Jakarta – Gema takbir dan lantunan ayat suci Al-Qur’an dari masjid-masjid akan segera terdengar. Bulan suci Ramadhan 1447 Hijriah sudah berada di ambang pintu. Bagi umat Muslim di Indonesia, salah satu momen yang paling dinantikan adalah malam pertama pelaksanaan sholat Tarawih.
Namun, pertanyaan yang sering muncul setiap tahunnya adalah: “Kapan persisnya sholat Tarawih pertama tahun 2026 dimulai?”
Mengingat Indonesia memiliki beberapa metode penetapan awal bulan hijriah, terdapat potensi perbedaan jadwal antara Muhammadiyah, Nahdlatul Ulama (NU), dan Pemerintah. Berikut adalah rangkuman jadwalnya untuk membantu Anda bersiap:
Muhammadiyah Mulai Lebih Awal
Berdasarkan Kalender Hijriah Global Tunggal (KHGT) yang dipedomani oleh Pimpinan Pusat Muhammadiyah, 1 Ramadhan 1447 H jatuh pada hari Rabu, 18 Februari 2026.
Dengan ketetapan ini, warga Muhammadiyah akan melaksanakan:

-
Sholat Tarawih Pertama: Selasa malam, 17 Februari 2026.
-
Puasa Pertama: Rabu, 18 Februari 2026.
Pemerintah dan NU Menunggu Sidang Isbat
Berbeda dengan Muhammadiyah, Pemerintah melalui Kementerian Agama (Kemenag) dan Nahdlatul Ulama (NU) biasanya menggunakan metode rukyatul hilal (pengamatan langsung anak bulan).
Berdasarkan prediksi dalam Kalender Hijriah Indonesia 2026 resmi dari Kemenag dan Almanak NU, 1 Ramadhan diperkirakan jatuh pada Kamis, 19 Februari 2026. Jika prediksi ini tepat, maka:
-
Sholat Tarawih Pertama: Rabu malam, 18 Februari 2026.
-
Puasa Pertama: Kamis, 19 Februari 2026.
Catatan: Kepastian resmi versi Pemerintah baru akan diumumkan setelah Sidang Isbat yang digelar pada Selasa sore, 17 Februari 2026.

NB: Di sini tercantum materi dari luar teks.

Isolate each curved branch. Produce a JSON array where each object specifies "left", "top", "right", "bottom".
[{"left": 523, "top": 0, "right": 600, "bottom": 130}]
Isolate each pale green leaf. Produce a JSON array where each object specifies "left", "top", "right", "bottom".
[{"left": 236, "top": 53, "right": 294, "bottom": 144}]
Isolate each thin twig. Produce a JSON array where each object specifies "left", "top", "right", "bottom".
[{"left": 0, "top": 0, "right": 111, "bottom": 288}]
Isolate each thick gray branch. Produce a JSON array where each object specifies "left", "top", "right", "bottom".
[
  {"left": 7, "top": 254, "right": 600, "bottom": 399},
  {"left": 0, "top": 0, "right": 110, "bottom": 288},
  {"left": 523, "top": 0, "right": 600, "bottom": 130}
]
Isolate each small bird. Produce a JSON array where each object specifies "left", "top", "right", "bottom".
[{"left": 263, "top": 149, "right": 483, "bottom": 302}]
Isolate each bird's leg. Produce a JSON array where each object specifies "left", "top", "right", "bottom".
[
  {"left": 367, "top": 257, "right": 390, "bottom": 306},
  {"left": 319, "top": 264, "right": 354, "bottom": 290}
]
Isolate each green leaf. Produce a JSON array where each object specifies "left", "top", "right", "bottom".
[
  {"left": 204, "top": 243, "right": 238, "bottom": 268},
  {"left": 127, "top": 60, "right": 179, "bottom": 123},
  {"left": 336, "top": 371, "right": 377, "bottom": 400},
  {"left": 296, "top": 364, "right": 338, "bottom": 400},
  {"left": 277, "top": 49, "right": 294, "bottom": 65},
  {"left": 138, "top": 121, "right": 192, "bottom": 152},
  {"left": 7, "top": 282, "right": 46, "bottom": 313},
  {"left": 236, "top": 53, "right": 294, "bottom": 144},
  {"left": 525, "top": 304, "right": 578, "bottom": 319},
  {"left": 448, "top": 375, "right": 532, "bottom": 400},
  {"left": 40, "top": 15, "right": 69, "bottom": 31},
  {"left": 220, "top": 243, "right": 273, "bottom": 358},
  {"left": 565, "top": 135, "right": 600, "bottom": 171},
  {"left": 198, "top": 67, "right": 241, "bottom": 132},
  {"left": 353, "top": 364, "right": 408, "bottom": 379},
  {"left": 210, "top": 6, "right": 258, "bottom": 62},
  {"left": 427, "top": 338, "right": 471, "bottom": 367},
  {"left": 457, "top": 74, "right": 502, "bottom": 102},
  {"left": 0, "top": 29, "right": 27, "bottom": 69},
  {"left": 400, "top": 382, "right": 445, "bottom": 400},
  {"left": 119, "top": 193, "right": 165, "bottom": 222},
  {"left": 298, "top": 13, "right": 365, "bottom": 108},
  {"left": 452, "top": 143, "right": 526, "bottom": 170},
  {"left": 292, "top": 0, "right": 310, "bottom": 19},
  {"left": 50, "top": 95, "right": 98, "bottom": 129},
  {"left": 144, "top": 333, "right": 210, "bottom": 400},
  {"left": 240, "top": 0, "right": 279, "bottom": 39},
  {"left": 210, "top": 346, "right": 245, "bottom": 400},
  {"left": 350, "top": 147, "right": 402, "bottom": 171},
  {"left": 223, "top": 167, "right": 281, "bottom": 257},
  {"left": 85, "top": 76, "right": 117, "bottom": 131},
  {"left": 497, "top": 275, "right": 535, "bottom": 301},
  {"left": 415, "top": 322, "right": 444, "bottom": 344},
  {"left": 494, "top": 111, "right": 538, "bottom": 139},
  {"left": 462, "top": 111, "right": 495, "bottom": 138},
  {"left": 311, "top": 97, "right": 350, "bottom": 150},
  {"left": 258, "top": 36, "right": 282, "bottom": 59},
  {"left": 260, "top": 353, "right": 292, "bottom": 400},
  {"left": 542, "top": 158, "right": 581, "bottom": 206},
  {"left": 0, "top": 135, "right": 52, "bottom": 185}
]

| Ormas / Lembaga | Malam Tarawih Pertama | Awal Puasa (1 Ramadhan) |
| Muhammadiyah | Selasa, 17 Februari 2026 | Rabu, 18 Februari 2026 |
| Pemerintah (Prediksi) | Rabu, 18 Februari 2026 | Kamis, 19 Februari 2026 |
| NU (Prediksi) | Rabu, 18 Februari 2026 | Kamis, 19 Februari 2026 |
Persiapan Menjelang Tarawih
Sambil menunggu keputusan resmi, ada baiknya kita mulai mempersiapkan diri. Selain menghafal kembali niat sholat Tarawih, pastikan fisik dalam kondisi prima untuk menjalani ibadah di bulan penuh berkah ini.
Perbedaan hari dalam memulai ibadah adalah hal yang lumrah di Indonesia dan hendaknya menjadi sarana untuk mempererat toleransi antar sesama umat Muslim.